Alphabet also recorded a double-digit percent decline in net income, through the first nine months of the year, The Epoch Times reported Wednesday:

“Although third-quarter total revenues went up, from $65.1 to $69.1 billion, net income went down almost 27 percent, from $18.9 billion to $13.9 billion. Net income, year to date ended Sept. 30, declined by more than 16 percent. Analysts on average expected revenue to be $70.58 billion, based on Refinitiv data.”

“Google Services income, which includes ads, play store, and YouTube, registered a decline of more than 17 percent,” Epoch Times reported.

“Alphabet missed Wall Street's target for revenue growth in the third quarter as ad sales remained weak,” The New York Times reported Tuesday, noting that the company’s weak search ad sales for the quarter of $39.5 billion failed to hit the $41 billion level analysts expected.

As a result, at least 21 analysts cut their stock price expectations for Alphabet, according to Reuters.

Weak advertising sales aren’t the only thing hurting Alphabet’s bottom line, as Channel News reports:

“Google is also facing billions in fines from various corners of the globe, charged with everything from unfair market dominance in the app store world, to major privacy issues regarding its Incognito Search mode.”

What’s more, a new analysis by Media Research Center Free Speech America reveals that Google appears to be skewing its search engine results in favor of Democrats in order to affect the midterm elections in November.

“Anti-Democracy Google is manipulating search results to bury Senate Republican candidates’ campaign websites before the 2022 midterm elections,” the study, “Google CAUGHT Manipulating Search, Buries GOP Campaign Sites in 83% of Top Senate Races,” concludes.

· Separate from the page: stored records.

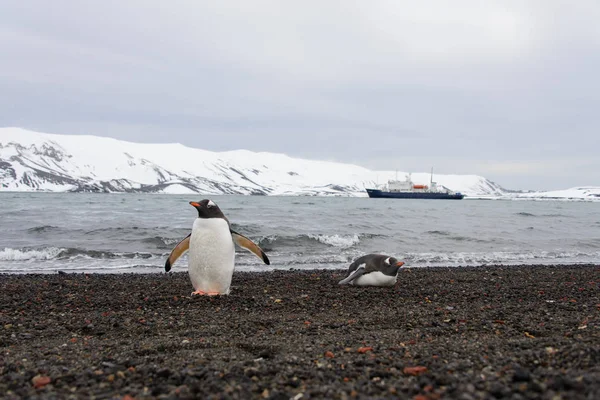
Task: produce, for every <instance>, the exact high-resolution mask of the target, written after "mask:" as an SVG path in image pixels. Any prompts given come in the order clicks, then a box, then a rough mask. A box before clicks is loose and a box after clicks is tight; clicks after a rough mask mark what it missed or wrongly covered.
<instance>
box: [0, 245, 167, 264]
mask: <svg viewBox="0 0 600 400" xmlns="http://www.w3.org/2000/svg"><path fill="white" fill-rule="evenodd" d="M157 256H161V257H162V256H163V254H160V255H158V254H152V253H143V252H131V253H129V252H122V253H121V252H111V251H102V250H86V249H77V248H61V247H43V248H21V249H12V248H4V250H1V251H0V261H32V260H71V259H76V258H88V259H149V258H153V257H157Z"/></svg>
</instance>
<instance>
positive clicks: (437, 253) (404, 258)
mask: <svg viewBox="0 0 600 400" xmlns="http://www.w3.org/2000/svg"><path fill="white" fill-rule="evenodd" d="M599 256H600V252H582V251H534V252H489V253H470V252H456V253H405V255H404V258H403V257H400V259H402V260H406V261H407V265H414V264H424V265H482V264H493V263H496V264H507V263H509V264H510V263H528V262H541V261H553V260H557V261H560V262H563V261H580V260H590V259H596V258H598V257H599Z"/></svg>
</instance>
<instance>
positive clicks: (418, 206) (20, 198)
mask: <svg viewBox="0 0 600 400" xmlns="http://www.w3.org/2000/svg"><path fill="white" fill-rule="evenodd" d="M205 197H209V198H210V199H211V200H213V201H214V202H215V203H217V204H218V205H219V207H220V208H221V210H222V211H223V212H224V214H225V215H226V216H227V217H228V218H229V220H230V222H231V223H232V228H233V229H234V230H236V231H238V232H239V233H241V234H243V235H245V236H247V237H249V238H251V239H252V240H253V241H254V242H256V243H257V244H258V245H259V246H261V247H262V248H263V250H264V251H265V252H266V253H267V254H268V256H269V258H270V260H271V265H269V266H267V265H264V264H262V262H261V261H260V260H259V259H258V258H257V257H256V256H255V255H253V254H252V253H250V252H248V251H246V250H244V249H238V250H237V256H236V269H237V270H239V271H268V270H273V269H284V270H288V269H323V268H324V269H340V268H346V267H347V266H348V265H349V264H350V262H352V260H353V259H355V258H356V257H358V256H360V255H363V254H367V253H381V254H388V255H391V256H395V257H396V258H398V259H401V260H403V261H405V263H406V267H413V268H414V267H432V266H443V267H464V266H481V265H490V264H493V265H497V264H503V265H511V264H579V263H581V264H589V263H594V264H600V203H590V202H568V201H531V200H523V201H516V200H467V199H465V200H413V199H401V200H398V199H370V198H367V197H358V198H357V197H350V198H348V197H269V196H234V195H231V196H229V195H223V196H216V195H211V196H202V195H167V194H84V193H0V273H57V272H59V271H62V272H66V273H130V272H133V273H151V272H164V263H165V259H166V257H167V256H168V254H169V253H170V251H171V249H172V248H173V247H174V246H175V245H176V244H177V243H178V242H179V241H180V240H181V239H183V238H184V237H185V236H186V235H187V234H188V233H190V230H191V227H192V223H193V221H194V219H195V218H196V216H197V212H196V210H195V209H194V208H193V207H192V206H190V205H189V201H192V200H193V201H199V200H201V199H202V198H205ZM186 270H187V257H186V256H185V255H184V256H182V257H181V258H180V259H179V260H178V261H177V262H176V263H175V265H174V267H173V271H186Z"/></svg>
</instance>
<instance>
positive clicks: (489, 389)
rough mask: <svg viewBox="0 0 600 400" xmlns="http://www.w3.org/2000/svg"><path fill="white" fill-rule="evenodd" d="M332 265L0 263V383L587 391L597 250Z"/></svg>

Findings from the analysis, released this week, include:

  • Google buried Senate Republican Party candidates’ campaign websites. Ten of 12 Senate Republican Party candidates’ campaign websites (83%) appeared far lower (or did not appear at all) on page one of Google’s organic search results compared to their Senate Democratic Party opponents’ campaign websites.
  • Google completely hid seven of 12 Senate Republican Party candidates’ campaign websites in page one organic search results. Seven of 12 Senate Republican Party candidates’ campaign websites did not appear on page one using Google’s organic search. Meanwhile, eight of 12 Senate Democratic Party candidate campaign websites were highlighted in the top six items in organic search results.
  • Google’s search result bias is undeniable when compared to Bing and DuckDuckGo. With the exception of two candidates, both Bing and DuckDuckGo showed both the Senate Democratic Party candidates’ campaign websites and the Senate Republican Party candidates’ campaign websites in the top five organic search results on page one. 

 

“Google must be investigated for its un-American efforts to sway the election,” Media Research Center President L. Brent Bozell said in a statement reacting to the findings:

“First, researchers caught Google red-handed by proving Republican campaign emails were sent to spam. Now we’ve uncovered Google manipulating search results to hide Republican campaign websites while promoting Democratic ones. This is all an effort by Google to help Democrats and interfere in the democratic process.”